Il résulte de ce qui précède que le bailleur ne peut procéder à la refacturation auprès de son locataire, de charges non expressément mentionnées au sein de l’inventaire susvisé, puisque ce dernier possède un caractère limitatif.
En l’absence de précision quant à la forme que doit revêtir l’inventaire visé à l’article L.145-40-2 du Code de commerce, la question s’est toutefois posée de savoir si ce dernier devait obligatoirement faire l’objet d’une annexe spécifique ou bien s’il pouvait résulter des stipulations du bail.

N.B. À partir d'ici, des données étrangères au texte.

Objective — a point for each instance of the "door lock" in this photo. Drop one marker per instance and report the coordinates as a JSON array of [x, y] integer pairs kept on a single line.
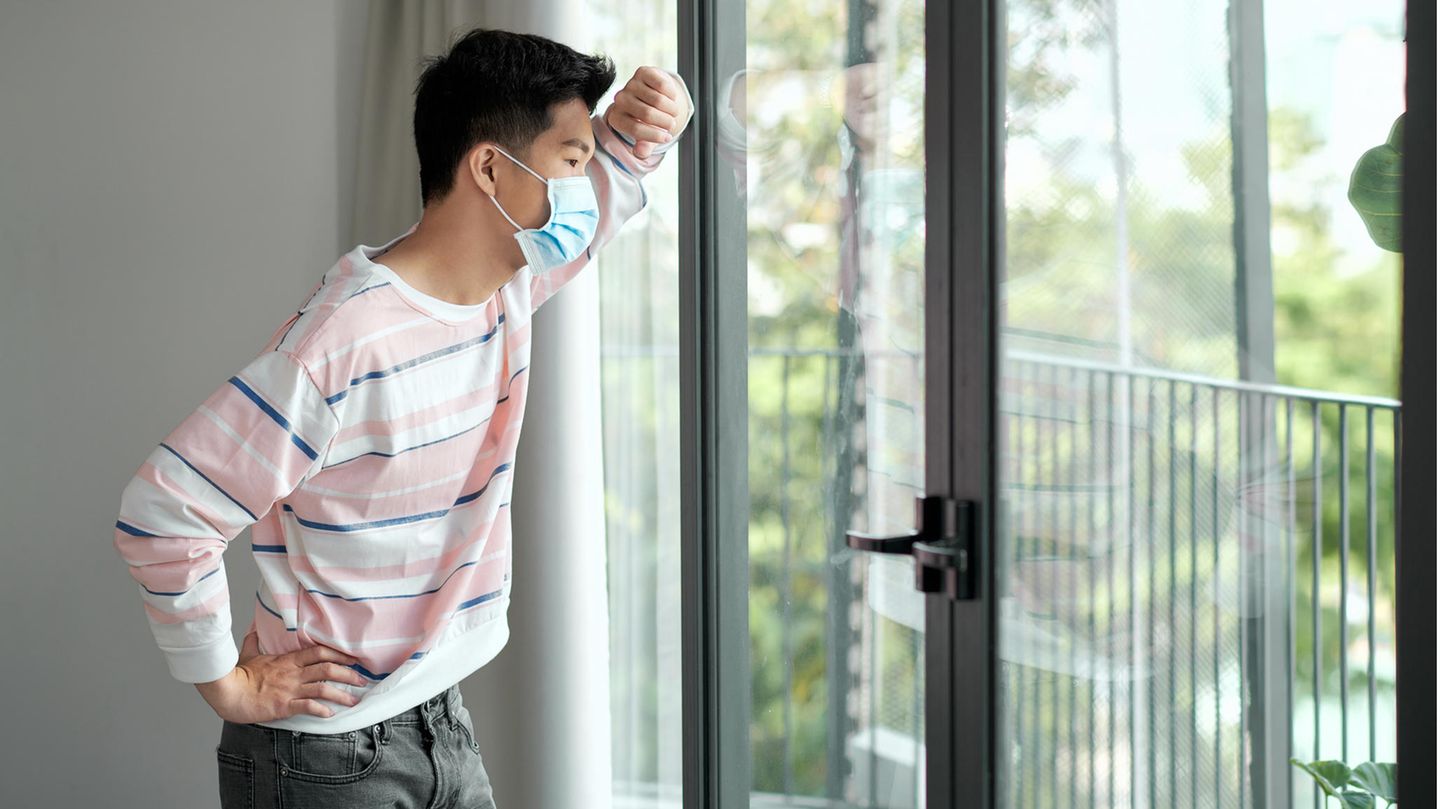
[[942, 546]]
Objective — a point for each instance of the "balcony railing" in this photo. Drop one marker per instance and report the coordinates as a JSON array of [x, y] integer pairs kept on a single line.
[[1197, 586]]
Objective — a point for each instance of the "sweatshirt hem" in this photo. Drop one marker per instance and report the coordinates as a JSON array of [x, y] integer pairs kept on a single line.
[[455, 658]]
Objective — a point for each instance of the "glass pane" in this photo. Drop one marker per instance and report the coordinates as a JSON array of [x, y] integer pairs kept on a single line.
[[640, 413], [1198, 351], [822, 131]]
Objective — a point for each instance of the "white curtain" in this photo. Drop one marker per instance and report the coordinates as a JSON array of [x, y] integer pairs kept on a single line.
[[542, 707]]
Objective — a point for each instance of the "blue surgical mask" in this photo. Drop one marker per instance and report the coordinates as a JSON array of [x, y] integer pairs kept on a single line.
[[570, 228]]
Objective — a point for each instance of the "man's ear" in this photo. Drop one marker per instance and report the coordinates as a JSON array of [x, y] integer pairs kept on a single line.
[[481, 163]]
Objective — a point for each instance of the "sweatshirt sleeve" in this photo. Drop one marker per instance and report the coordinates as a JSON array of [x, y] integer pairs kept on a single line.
[[248, 445], [618, 176]]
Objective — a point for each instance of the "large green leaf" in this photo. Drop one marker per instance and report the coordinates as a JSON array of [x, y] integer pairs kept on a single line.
[[1357, 801], [1378, 779], [1332, 776], [1375, 190]]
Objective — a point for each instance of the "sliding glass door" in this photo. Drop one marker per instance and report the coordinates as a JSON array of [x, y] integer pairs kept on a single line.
[[805, 324], [1037, 400]]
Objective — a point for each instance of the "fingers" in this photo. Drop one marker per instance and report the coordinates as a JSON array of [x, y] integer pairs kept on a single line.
[[642, 130], [651, 97]]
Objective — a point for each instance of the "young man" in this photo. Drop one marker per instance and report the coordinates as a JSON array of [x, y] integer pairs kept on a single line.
[[372, 444]]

Dans un arrêt du 7 mars 2024, la Cour d’appel de Versailles est venue préciser que la clause du bail prévoyant le remboursement de certaines charges par le preneur était réputée non-écrite, dès lors que le bail ne comportait pas, au sein de ses annexes, un inventaire régulier tel qu’exigé par l’article L.145-40-2 du Code de commerce.
Par conséquent, les juges du fond ont estimé qu’aucune somme ne pouvait être sollicitée par le bailleur au titre des charges locatives.
En l’espèce, l’article 17 du bail conclu entre les parties intitulé « impôts et taxes » énonçait que le preneur :
« devra rembourser chaque année au bailleur, à l’époque fixée par l’administration, les taxes d’enlèvement des ordures ménagères, déversement au tout à l’égout, ou toute autre taxe pouvant s’adjoindre à celles-ci dessus indiquées.
Le preneur devra acquitter les contributions personnelles mobilières, taxes professionnelles et généralement tous impôts, contributions et taxes auxquelles il est et sera assujetti personnellement. Il remboursera au bailleur le montant de la taxe foncière »
Le bailleur considérait que les stipulations du bail établissaient de manière suffisamment précise la liste des charges et impôts pouvant être refacturés au preneur.
Néanmoins, selon la Cour d’appel de Versailles, une telle clause ne suffit pas à satisfaire aux exigences de l’article L.145-40-2 du Code de commerce.
A première vue, adjoindre au bail une annexe spécifique formant l’inventaire prévu par les dispositions de l’article susvisé semble donc constituer, pour cette Cour, la seule façon de pouvoir imputer des charges au locataire, de manière valable, sans risque que leur refacturation soit par la suite contestée.
En cela, le bailleur ayant procédé à la refacturation de charges uniquement visées au sein d’un article du bail mais ne faisant pas l’objet d’une annexe distincte, pourrait être condamné à restituer les sommes indûment perçues.
Il nous semble qu’une telle interprétation de l’article L.145-40-2 du Code de commerce est particulièrement stricte et pourrait faire l’objet d’un pourvoi en cassation, dans la mesure où aucune exigence de forme quant à l’inventaire des charges n’est fixée par le Code de commerce.
Néanmoins, en l’espèce, il apparait que les stipulations du bail ne sont effectivement pas suffisamment exhaustives et détaillées s’agissant des charges, impôts, taxes et redevances récupérables par le bailleur, afin de satisfaire aux exigences de l’article L.145-40-2 du Code de commerce.
Par conséquent, la portée de la décision rendue par la Cour d’appel de Versailles est à relativiser en ce qu’elle semble surtout venir sanctionner le défaut de précision du bail plutôt que le défaut d’établissement d’une annexe spécifique. Connaissance prise d’une telle décision, il convient toutefois pour les bailleurs d’être particulièrement vigilants lors de la conclusion d’un bail commercial afin de veiller :
- d’une part, à annexer au bail l’inventaire prévu par les disposition de l’article L.145-40-2 du Code de commerce ; et
- d’autre part, à ce que l’inventaire susvisé mentionne bien l’ensemble des charges que le bailleur souhaite pouvoir refacturer, sous peine que ces dernières ne soient pas exigibles.
La même vigilance doit être de mise lors d’une cession de fonds de commerce ou d’une cession de droit au bail.
En pareil cas, il est recommandé de faire auditer le bail commercial afin de vérifier qu’il comporte bien l’ensemble des annexes obligatoires et afin de s’assurer de la conformité de ses clauses eu égard aux dispositions du Code de commerce résultant de la loi Pinel.